Let's say that each file consists of 100 million records.
- 2 * ( 1e8 * log( 1e8 ) ) + 1e8 = 1.7 billion operations.
- 3 * 1e8 = 0.3 billion operations.
So, theoretically 6 times longer. And in reality, usually 15 or 20 times longer, because the two sorts themselves involve multiple passes and a merge phase not taken into consideration by the above simplistic equations.
And given that many of those operations are I/O, and therefore still measured in milliseconds (little different to how they were in the '70s) rather than nanoseconds now for cpu ops (which took 10s or 100s of microseconds back in the '70s), it is easy to see that it is worth expending a lot of effort (human ingenuity and cpu cycles) to avoid moving to the disk-based approach.
If you perform the merge both ways--hash&memory .v. disksort&merge--of two files large enough that the former just fits within your given memory limit, then typically the latter will take close to 20 times longer. Then when faced with the situation where one more record pushes you beyond the memory limit, it is worth expending considerable effort to try and fit that extra record in memory and so avoid the 20x penalty.
For example, perl's hashes are designed for very general purpose usage, and as such are quite memory hungry. It is quite easy to come up with a hash-like structure that supports the subset of operations required for this particular purpose whilst using substantially less memory in the process. And even if this is implemented in pure perl and therefore considerably slower than Perl's built-in hashes, if it allows you to fit that extra record (and achieving 10 times more is possible), then you will still have saved time by avoiding the 20 times slow down.
Those old COBOL techniques worked and still do. But they were used back then because there was no feasible alternative, not because they were a good solution At a pinch, when all else fails, they are a fall-back position. A last resort, not a first.
Examine what is said, not who speaks -- Silence betokens consent -- Love the truth but pardon error.
"Science is about questioning the status quo. Questioning authority".
In the absence of evidence, opinion is indistinguishable from prejudice.
| [reply] [d/l] [select] |
|
|
A limitation of the O notation is that doesn't take into account the cost of each operation.
Reading all of the data sequentially off of the disk for steps 1,2 is relatively fast. There can be trouble with step 3, because it involves seeking around within the files to gather up the records - reading randomly selected records usually takes a lot longer than reading sequential records. The "wall clock" time of a seek operation and rotational delays is in msec. One of the sort comparisons is in nsecs. Thousands of comparisons can be performed in the time it takes to do one seek.
Which way actually works out to be fastest "wall clock wise" in practice depends upon a lot of variables, including a lot of OS and file system configuration stuff (like details of the disk caching,etc.). As well as the details of exactly what kind of data format we are dealing with - size of records, how many, length of the file. Right now all we know is the the files are <1GB and will not fit into memory.

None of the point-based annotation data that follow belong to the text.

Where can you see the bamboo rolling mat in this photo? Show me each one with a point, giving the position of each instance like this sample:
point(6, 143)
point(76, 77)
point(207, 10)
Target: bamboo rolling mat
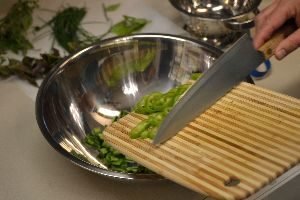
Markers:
point(244, 141)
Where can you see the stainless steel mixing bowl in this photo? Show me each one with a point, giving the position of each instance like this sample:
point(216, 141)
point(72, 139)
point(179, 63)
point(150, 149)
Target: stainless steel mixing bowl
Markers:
point(92, 86)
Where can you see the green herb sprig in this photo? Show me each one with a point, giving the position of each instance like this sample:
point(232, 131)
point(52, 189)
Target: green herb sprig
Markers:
point(14, 27)
point(112, 158)
point(29, 68)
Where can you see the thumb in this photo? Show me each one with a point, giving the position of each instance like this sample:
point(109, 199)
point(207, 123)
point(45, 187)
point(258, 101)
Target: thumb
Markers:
point(288, 45)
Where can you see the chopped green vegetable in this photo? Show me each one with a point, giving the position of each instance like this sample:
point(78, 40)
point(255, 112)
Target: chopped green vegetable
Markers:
point(112, 158)
point(195, 76)
point(14, 27)
point(156, 105)
point(112, 7)
point(128, 25)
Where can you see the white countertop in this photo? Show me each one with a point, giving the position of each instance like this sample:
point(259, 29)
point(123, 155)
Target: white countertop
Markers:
point(31, 169)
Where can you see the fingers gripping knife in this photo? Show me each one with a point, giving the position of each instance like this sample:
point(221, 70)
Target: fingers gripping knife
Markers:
point(229, 70)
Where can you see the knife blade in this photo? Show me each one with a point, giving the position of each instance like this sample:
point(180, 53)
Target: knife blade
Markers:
point(231, 68)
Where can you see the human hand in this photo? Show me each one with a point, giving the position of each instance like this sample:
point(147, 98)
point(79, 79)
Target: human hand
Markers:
point(273, 17)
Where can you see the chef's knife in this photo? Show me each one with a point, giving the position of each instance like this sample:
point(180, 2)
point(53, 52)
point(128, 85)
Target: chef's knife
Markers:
point(229, 70)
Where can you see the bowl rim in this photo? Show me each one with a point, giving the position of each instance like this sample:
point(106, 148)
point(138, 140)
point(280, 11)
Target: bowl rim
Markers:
point(59, 66)
point(198, 16)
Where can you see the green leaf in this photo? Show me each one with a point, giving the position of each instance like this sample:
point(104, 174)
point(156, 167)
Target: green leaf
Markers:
point(129, 25)
point(112, 7)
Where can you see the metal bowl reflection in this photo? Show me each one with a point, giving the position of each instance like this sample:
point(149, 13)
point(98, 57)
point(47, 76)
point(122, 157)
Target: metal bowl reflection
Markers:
point(92, 86)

So like many things with programming, there are a lot of "yeah but's". The OP says he is having trouble solving the problem by any method. It could be that the run time doesn't matter and that what matters is the implementation effort. In that case, I would recommend the easiest to implement - whatever that is for the OP.
The observation that it is always going to be faster if all of the data can fit into memory is absolutely true. This is worth a considerable amount of coding effort if the task is to be performed often. I have no idea of how the OP is going to weigh the different trade-offs. Perhaps he will report back in after he has tried some of these ideas.
| [reply] |
|
|
First, I mostly agree with everything you've said, hence the first line of my OP above: "More of a guess given your lack of details,".
But there are a couple of points worth picking up on:
There can be trouble with step 3, because it involves seeking around within the files to gather up the records - reading randomly selected records usually takes a lot longer than reading sequential records.
Agreed. But this is often more than balanced out by the merge steps of disk-based sorts.
Disk-based sorts get around the memory problem by reading a chunk of the source, sorting it and writing it to a temp file; read another chunk, sort and write to temp.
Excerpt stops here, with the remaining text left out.